Anfang dieses Jahres hatten sich die politischen Gremien durch genau dieses Gutachten über die hohe Kontaminierung des Gebäudes mit Krebs erzeugendem PCB und damit von der Notwendigkeit des Abrisses überzeugen lassen. Birger Holm hat längst resigniert: "Die Mitglieder des Stadtentwicklungsausschusses haben sich an der Nase herum führen lassen." Auch die Experten im Fachdienst Umwelt des Kreises? "Die haben das Gutachten geprüft", so Pressesprecher Marc Trampe. "Danach waren die Bedingungen für gesunde Wohnverhältnisse oder für eine Büronutzung in den Fabrikräumen nicht gegeben." Auf das Kreis-Urteil hatte sich die Verwaltung am Ende verlassen. "Ich hätte das Gebäude wahnsinnig gerne erhalten", versichert Bürgermeisterin Kristin Alheit. "Aber wir müssen uns klar machen, dass Pinneberg nicht Hamburg-Ottensen ist, wo man super Preise für jede alte Fabrikhalle bekommt.
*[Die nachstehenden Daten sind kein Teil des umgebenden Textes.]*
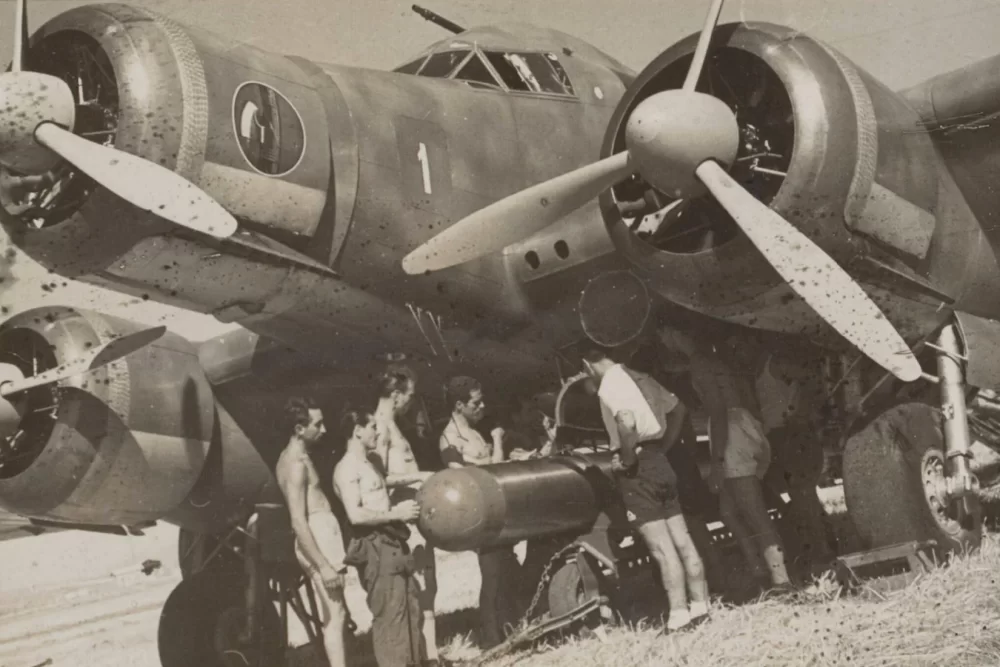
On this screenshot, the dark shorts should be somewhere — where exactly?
[615,446,681,527]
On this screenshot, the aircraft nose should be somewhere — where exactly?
[625,90,740,199]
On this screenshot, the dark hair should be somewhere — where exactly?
[376,364,417,398]
[580,341,611,364]
[445,375,483,409]
[337,406,375,442]
[284,396,317,431]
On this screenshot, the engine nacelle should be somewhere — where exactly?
[0,307,270,526]
[0,4,340,275]
[601,23,974,342]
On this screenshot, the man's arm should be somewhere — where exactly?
[663,401,687,450]
[333,466,401,526]
[281,462,344,571]
[490,426,504,463]
[385,470,434,487]
[707,398,729,466]
[438,431,467,468]
[615,410,639,468]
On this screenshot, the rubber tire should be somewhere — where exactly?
[843,402,983,559]
[177,528,243,579]
[157,569,282,667]
[548,560,601,629]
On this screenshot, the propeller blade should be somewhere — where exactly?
[682,0,724,93]
[403,152,634,275]
[696,160,921,382]
[10,0,28,72]
[0,326,167,398]
[35,123,237,238]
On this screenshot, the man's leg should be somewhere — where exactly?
[667,514,708,616]
[368,573,422,667]
[725,476,790,586]
[479,549,503,650]
[413,548,438,660]
[639,519,691,630]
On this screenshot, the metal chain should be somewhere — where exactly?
[519,542,579,624]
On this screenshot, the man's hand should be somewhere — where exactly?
[706,463,725,494]
[392,500,420,523]
[319,566,344,596]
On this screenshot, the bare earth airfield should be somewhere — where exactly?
[0,0,1000,667]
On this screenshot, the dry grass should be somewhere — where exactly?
[472,535,1000,667]
[299,492,1000,667]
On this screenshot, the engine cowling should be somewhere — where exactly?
[601,23,959,338]
[0,4,340,275]
[0,307,270,525]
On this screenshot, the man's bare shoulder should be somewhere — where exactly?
[274,447,306,481]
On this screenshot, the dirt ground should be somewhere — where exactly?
[0,525,488,667]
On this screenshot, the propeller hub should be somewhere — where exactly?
[0,363,24,441]
[0,71,76,174]
[625,90,740,199]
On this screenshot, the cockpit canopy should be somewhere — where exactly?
[395,42,576,97]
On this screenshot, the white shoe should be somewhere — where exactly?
[667,609,691,632]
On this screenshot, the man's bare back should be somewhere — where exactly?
[275,447,333,515]
[333,452,391,512]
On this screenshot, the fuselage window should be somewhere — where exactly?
[419,51,469,79]
[455,55,500,89]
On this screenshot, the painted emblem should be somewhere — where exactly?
[233,81,306,176]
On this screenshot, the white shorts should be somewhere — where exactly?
[709,408,771,479]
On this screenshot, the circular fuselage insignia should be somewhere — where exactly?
[233,81,306,176]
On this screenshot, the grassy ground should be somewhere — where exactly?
[292,486,1000,667]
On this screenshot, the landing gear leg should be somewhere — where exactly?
[934,324,979,503]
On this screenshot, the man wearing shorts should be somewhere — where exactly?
[660,327,791,590]
[275,397,347,667]
[440,376,518,650]
[333,410,429,667]
[375,365,438,661]
[583,344,708,631]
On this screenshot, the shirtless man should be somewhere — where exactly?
[333,411,436,667]
[440,376,518,650]
[375,366,438,661]
[659,327,793,591]
[275,397,347,667]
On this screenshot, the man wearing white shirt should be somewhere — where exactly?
[583,345,708,631]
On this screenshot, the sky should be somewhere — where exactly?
[0,0,1000,340]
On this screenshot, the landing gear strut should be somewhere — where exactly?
[843,324,982,558]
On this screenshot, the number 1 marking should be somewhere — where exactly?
[417,141,432,194]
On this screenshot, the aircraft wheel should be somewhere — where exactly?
[843,403,983,558]
[548,555,611,629]
[157,570,281,667]
[177,528,243,579]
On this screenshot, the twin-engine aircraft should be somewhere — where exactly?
[0,0,1000,667]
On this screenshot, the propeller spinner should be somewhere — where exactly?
[403,0,921,382]
[0,0,237,238]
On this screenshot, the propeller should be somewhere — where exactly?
[0,0,237,238]
[0,326,167,441]
[403,0,921,382]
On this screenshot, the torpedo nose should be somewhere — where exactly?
[625,90,740,199]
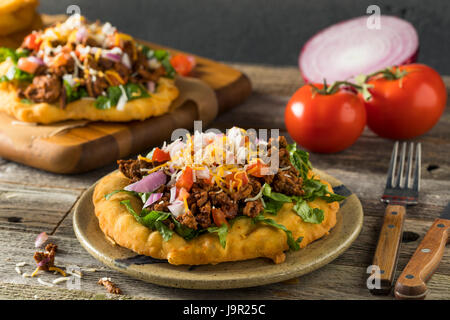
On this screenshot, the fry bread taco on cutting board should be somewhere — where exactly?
[93,128,344,265]
[0,15,186,124]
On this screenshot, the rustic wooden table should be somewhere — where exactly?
[0,65,450,299]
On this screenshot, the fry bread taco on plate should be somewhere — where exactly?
[93,127,344,265]
[0,15,193,124]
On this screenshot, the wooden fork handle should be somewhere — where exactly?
[395,219,450,299]
[370,204,406,294]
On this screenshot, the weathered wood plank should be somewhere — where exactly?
[0,65,450,299]
[0,183,81,233]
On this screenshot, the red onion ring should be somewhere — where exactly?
[298,16,419,83]
[143,193,163,208]
[167,200,184,217]
[104,52,122,62]
[76,27,88,43]
[27,56,45,66]
[124,171,167,193]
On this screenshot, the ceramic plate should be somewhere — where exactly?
[73,170,363,289]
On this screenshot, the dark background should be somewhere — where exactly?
[39,0,450,75]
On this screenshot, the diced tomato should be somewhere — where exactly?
[225,172,248,189]
[175,167,194,191]
[177,188,189,201]
[202,176,214,185]
[51,52,70,68]
[22,32,42,51]
[152,148,170,162]
[170,53,195,76]
[247,160,267,178]
[212,208,228,227]
[17,58,39,74]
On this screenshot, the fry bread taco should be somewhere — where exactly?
[0,15,188,124]
[93,128,344,265]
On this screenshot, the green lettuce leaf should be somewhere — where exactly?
[292,197,324,224]
[206,223,228,248]
[252,214,303,251]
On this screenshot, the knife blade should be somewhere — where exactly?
[395,202,450,299]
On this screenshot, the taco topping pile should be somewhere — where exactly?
[0,15,195,110]
[106,127,344,250]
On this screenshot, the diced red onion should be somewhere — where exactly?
[147,81,156,93]
[122,53,133,69]
[34,232,48,248]
[298,16,419,83]
[167,200,184,217]
[37,258,50,267]
[169,186,177,203]
[27,56,45,66]
[144,192,162,208]
[195,169,209,179]
[76,27,88,42]
[116,85,128,111]
[104,52,122,62]
[124,171,167,192]
[186,56,197,68]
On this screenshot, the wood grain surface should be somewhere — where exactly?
[371,204,406,294]
[0,64,450,300]
[0,15,252,173]
[395,219,450,299]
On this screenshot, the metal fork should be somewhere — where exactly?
[371,141,422,294]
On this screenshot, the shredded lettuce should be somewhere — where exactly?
[141,45,177,78]
[0,47,30,64]
[120,200,173,241]
[63,80,88,103]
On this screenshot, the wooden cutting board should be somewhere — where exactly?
[0,15,252,173]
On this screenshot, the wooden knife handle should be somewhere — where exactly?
[370,204,406,295]
[395,219,450,299]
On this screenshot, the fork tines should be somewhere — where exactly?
[382,141,421,204]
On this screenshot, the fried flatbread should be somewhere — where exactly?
[0,0,38,36]
[0,61,179,124]
[93,171,339,265]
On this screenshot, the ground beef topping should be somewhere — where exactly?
[97,278,122,294]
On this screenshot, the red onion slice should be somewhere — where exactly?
[76,27,88,43]
[27,56,45,66]
[144,192,163,208]
[124,171,167,192]
[298,16,419,83]
[34,232,48,248]
[169,186,177,203]
[104,52,122,62]
[167,200,184,217]
[147,81,156,93]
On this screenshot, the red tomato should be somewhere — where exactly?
[170,53,195,76]
[17,58,39,74]
[177,188,189,201]
[284,84,366,153]
[212,208,228,227]
[22,33,42,51]
[247,159,267,178]
[365,64,447,139]
[152,148,170,162]
[175,167,194,191]
[225,172,248,189]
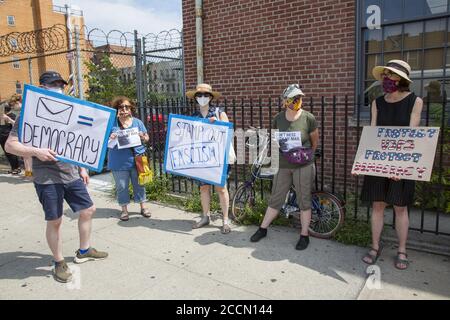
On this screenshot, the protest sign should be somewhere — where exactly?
[0,103,7,126]
[19,85,116,171]
[164,114,233,186]
[352,126,439,181]
[117,128,142,149]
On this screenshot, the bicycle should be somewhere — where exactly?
[231,128,345,239]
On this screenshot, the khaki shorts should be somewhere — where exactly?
[269,163,315,210]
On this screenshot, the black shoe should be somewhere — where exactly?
[250,228,267,242]
[295,235,309,250]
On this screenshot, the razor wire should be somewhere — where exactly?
[143,29,184,99]
[0,24,135,57]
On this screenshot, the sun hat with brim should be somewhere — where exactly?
[372,60,412,82]
[39,71,68,86]
[283,84,305,99]
[186,83,221,99]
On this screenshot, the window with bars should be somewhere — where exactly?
[6,16,16,26]
[358,0,450,112]
[12,57,20,69]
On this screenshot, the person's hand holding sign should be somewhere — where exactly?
[33,148,58,162]
[2,114,14,124]
[80,168,90,185]
[139,132,150,143]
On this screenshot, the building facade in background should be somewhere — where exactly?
[183,0,450,115]
[183,0,450,190]
[0,0,84,100]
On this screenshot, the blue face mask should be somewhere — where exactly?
[45,87,64,94]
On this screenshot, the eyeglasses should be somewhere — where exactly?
[286,96,302,106]
[195,93,211,98]
[382,70,400,78]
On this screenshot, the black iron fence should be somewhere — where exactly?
[139,97,450,236]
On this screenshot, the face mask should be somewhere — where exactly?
[195,97,211,107]
[383,77,398,93]
[45,87,63,93]
[287,99,302,111]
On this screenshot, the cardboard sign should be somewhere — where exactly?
[352,126,439,181]
[117,128,142,149]
[0,103,7,126]
[164,114,233,186]
[19,85,116,172]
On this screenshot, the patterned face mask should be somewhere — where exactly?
[285,97,302,111]
[383,77,398,93]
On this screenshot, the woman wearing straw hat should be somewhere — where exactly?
[250,84,319,250]
[186,83,231,234]
[361,60,423,270]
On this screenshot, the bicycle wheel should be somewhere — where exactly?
[231,184,255,223]
[309,191,345,239]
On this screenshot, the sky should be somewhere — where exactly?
[53,0,183,35]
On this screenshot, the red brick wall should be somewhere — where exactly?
[183,0,355,98]
[183,0,357,195]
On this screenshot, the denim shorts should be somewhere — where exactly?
[193,165,231,187]
[34,179,94,221]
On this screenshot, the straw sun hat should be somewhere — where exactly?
[372,60,412,82]
[186,83,221,99]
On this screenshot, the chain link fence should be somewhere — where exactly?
[0,25,184,106]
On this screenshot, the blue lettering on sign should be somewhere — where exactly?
[364,150,422,163]
[377,128,428,139]
[169,142,220,170]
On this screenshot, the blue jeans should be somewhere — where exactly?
[112,168,146,207]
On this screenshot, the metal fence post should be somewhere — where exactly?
[134,30,144,121]
[75,26,84,99]
[28,57,33,84]
[142,37,148,101]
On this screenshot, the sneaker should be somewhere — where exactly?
[192,216,209,229]
[53,260,72,283]
[250,228,267,242]
[295,235,309,250]
[220,223,231,234]
[73,248,108,263]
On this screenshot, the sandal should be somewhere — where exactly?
[395,251,409,270]
[141,209,152,218]
[8,169,22,176]
[362,243,383,264]
[192,216,209,229]
[120,211,130,221]
[220,224,231,234]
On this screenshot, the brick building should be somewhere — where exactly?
[183,0,450,194]
[0,0,84,100]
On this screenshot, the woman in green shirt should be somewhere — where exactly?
[250,84,319,250]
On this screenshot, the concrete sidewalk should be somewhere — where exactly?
[0,175,450,300]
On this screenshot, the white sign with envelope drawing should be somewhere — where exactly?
[19,85,116,171]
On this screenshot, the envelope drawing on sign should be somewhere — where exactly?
[36,97,73,125]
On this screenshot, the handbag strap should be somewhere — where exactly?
[116,117,145,157]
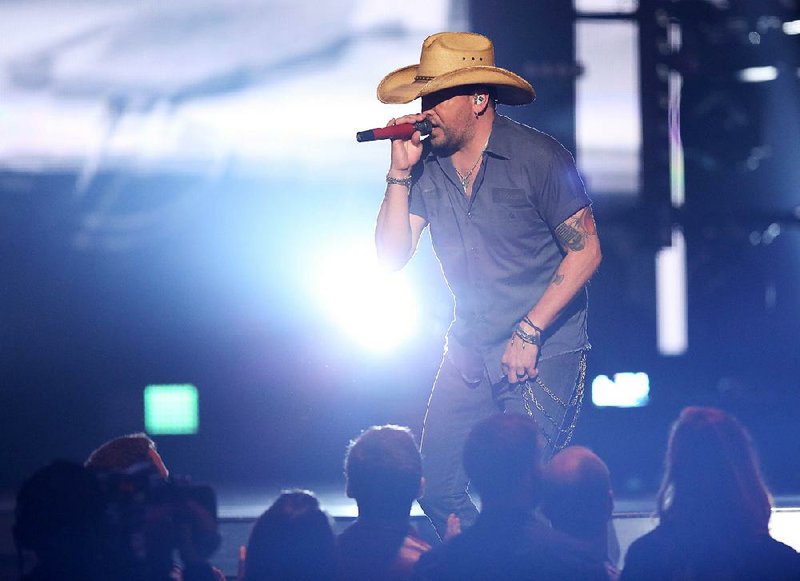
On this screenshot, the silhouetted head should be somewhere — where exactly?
[85,432,169,478]
[464,414,542,508]
[13,460,107,579]
[658,407,771,534]
[245,490,336,581]
[541,446,614,540]
[344,425,422,514]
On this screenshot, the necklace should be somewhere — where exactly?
[453,140,489,194]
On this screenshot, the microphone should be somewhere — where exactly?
[356,119,433,143]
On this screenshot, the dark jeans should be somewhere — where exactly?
[419,351,586,536]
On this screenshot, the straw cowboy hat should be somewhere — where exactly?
[378,32,536,105]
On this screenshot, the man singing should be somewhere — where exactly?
[375,32,601,535]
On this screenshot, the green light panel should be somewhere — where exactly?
[144,384,200,435]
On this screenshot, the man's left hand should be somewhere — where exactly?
[500,336,539,384]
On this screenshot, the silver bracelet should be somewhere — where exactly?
[386,175,412,188]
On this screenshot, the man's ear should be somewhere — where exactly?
[472,93,489,116]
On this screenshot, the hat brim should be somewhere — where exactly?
[378,65,536,105]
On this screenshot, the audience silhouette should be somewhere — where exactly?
[7,407,800,581]
[416,414,608,580]
[541,446,619,579]
[244,490,336,581]
[622,407,800,581]
[337,425,430,581]
[13,460,108,581]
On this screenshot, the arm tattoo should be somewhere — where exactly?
[555,207,597,252]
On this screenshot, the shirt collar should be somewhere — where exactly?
[422,113,514,159]
[486,113,514,159]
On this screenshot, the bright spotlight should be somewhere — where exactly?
[592,373,650,408]
[783,20,800,34]
[311,241,417,352]
[737,66,778,83]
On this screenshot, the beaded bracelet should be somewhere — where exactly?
[386,175,412,188]
[514,326,542,347]
[522,315,544,336]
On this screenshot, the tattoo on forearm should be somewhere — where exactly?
[555,208,597,252]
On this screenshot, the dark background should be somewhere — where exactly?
[0,0,800,495]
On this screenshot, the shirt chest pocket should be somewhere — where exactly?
[485,188,548,256]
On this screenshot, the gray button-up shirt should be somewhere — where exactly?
[410,115,590,383]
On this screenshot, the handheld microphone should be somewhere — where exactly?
[356,119,433,143]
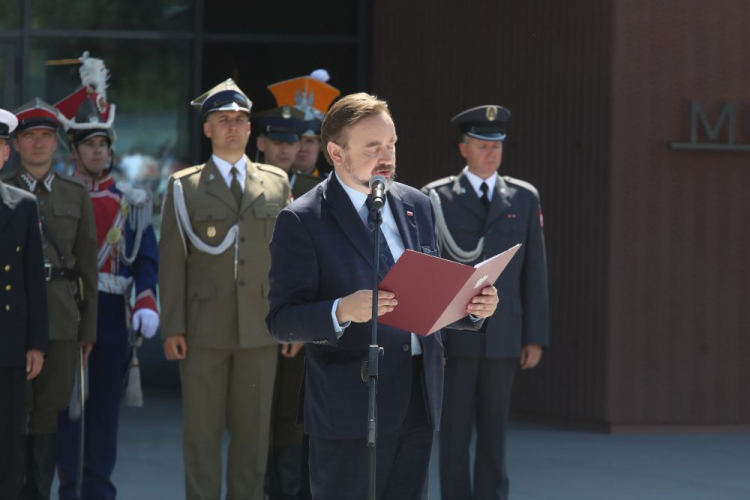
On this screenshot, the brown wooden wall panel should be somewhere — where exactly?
[607,0,750,424]
[372,0,611,422]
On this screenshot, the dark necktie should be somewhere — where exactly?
[479,182,490,212]
[365,198,396,272]
[229,167,242,206]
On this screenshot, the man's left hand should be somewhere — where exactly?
[78,341,94,368]
[466,286,500,318]
[281,342,305,359]
[519,344,542,370]
[133,308,159,339]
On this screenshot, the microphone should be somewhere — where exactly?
[370,175,387,209]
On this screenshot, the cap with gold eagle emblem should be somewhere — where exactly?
[190,78,253,121]
[451,104,510,141]
[0,109,18,139]
[13,97,60,134]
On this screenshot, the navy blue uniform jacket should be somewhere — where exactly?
[266,175,482,439]
[0,181,48,367]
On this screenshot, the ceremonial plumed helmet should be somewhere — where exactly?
[268,69,341,137]
[190,78,253,121]
[451,104,510,141]
[55,52,115,149]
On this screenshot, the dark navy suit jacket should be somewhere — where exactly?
[266,174,482,439]
[0,181,48,367]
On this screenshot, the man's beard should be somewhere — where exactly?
[344,156,396,191]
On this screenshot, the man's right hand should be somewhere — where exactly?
[336,290,398,324]
[26,349,44,380]
[164,335,187,361]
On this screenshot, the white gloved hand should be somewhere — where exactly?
[133,308,159,339]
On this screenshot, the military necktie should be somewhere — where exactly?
[479,182,490,212]
[365,198,396,272]
[229,167,242,207]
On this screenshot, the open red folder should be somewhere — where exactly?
[378,243,521,337]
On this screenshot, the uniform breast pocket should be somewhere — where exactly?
[253,203,281,241]
[498,220,526,246]
[193,206,231,245]
[49,203,81,248]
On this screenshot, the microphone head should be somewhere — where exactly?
[370,175,388,190]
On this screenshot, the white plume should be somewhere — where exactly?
[310,69,331,83]
[78,51,109,99]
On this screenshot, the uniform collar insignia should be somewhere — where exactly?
[20,170,55,193]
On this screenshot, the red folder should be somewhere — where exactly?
[378,244,521,336]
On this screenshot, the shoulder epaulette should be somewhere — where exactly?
[503,175,539,198]
[172,165,203,179]
[422,175,456,190]
[0,168,16,181]
[255,163,288,177]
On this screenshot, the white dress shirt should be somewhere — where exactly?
[211,155,247,193]
[331,172,422,356]
[463,167,497,201]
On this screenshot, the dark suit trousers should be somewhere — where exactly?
[310,356,434,500]
[0,366,26,500]
[440,356,518,500]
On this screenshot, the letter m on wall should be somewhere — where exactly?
[690,101,734,144]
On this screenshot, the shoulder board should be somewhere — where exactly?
[0,168,16,181]
[172,165,203,179]
[294,172,324,182]
[55,172,89,188]
[503,175,539,198]
[4,184,36,200]
[422,175,456,190]
[255,163,289,178]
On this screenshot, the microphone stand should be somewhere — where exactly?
[367,208,383,500]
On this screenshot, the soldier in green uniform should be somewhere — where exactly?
[159,79,290,500]
[0,109,48,500]
[258,70,340,500]
[7,99,98,500]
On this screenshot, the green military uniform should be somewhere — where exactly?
[8,98,98,500]
[8,167,98,435]
[289,172,323,200]
[260,69,340,500]
[159,157,290,499]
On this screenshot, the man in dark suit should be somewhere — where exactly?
[0,109,48,500]
[423,106,549,500]
[266,93,498,500]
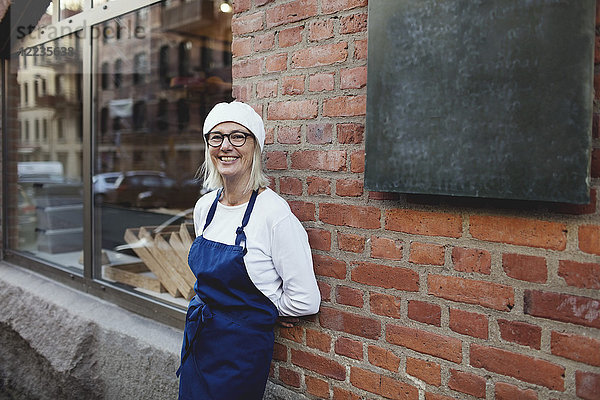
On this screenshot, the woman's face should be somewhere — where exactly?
[209,122,256,182]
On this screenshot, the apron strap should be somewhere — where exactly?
[235,190,258,250]
[202,188,223,233]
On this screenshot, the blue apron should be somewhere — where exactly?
[177,190,278,400]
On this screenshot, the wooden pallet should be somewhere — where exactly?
[124,223,196,300]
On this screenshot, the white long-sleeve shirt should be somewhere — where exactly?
[194,188,321,316]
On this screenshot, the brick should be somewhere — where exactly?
[448,369,485,399]
[308,72,335,92]
[579,225,600,256]
[306,176,331,196]
[233,0,252,14]
[277,126,302,144]
[231,36,254,57]
[498,319,542,350]
[232,84,252,103]
[385,209,462,238]
[494,382,538,400]
[333,387,362,400]
[291,42,348,68]
[319,203,381,229]
[281,75,304,95]
[278,26,304,48]
[408,242,445,265]
[335,286,364,308]
[575,371,600,400]
[265,53,287,73]
[371,236,402,260]
[321,0,368,14]
[408,300,442,326]
[304,375,329,399]
[550,331,600,367]
[319,307,381,339]
[273,343,287,361]
[449,308,488,339]
[350,150,365,173]
[308,19,333,42]
[502,254,548,283]
[338,232,365,253]
[350,367,419,400]
[335,179,363,197]
[292,150,346,171]
[340,67,367,89]
[267,100,318,120]
[254,32,275,51]
[313,254,346,279]
[337,123,365,144]
[351,262,419,292]
[427,275,515,311]
[265,151,287,169]
[385,325,462,363]
[231,11,265,36]
[452,247,492,275]
[279,325,304,343]
[406,357,442,386]
[367,345,400,372]
[323,95,367,117]
[335,337,363,360]
[279,366,300,387]
[306,228,331,251]
[306,124,333,144]
[256,81,277,99]
[523,290,600,328]
[231,59,263,79]
[306,329,331,353]
[558,260,600,289]
[369,292,401,318]
[354,39,368,60]
[470,343,565,391]
[279,176,302,196]
[469,215,567,250]
[340,13,367,34]
[425,392,457,400]
[317,281,331,302]
[267,0,318,28]
[288,201,315,221]
[291,349,346,381]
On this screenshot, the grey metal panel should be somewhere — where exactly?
[365,0,596,203]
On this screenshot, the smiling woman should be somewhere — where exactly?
[178,102,320,400]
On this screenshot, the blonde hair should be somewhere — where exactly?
[196,136,269,192]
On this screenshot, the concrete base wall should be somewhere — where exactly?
[0,263,304,400]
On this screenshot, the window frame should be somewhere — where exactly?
[0,0,195,329]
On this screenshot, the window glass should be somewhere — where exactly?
[7,34,83,272]
[60,0,83,19]
[92,0,232,305]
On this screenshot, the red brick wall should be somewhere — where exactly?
[233,0,600,400]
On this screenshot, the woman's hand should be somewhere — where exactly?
[277,317,300,328]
Ich habe keine Möglichkeit, so etwas hier rechtlich umzusetzen." Kristin Alheit schaut lieber nach vorne: "Wir haben einen Investor, der uns da jetzt was Vernünftiges bauen will." Ansichtssache: Die letzten Pläne des Bauherrn von März zeigen gesichtslose 08/15-Wohnblöcke, in denen Seniorenwohnungen entstehen sollen.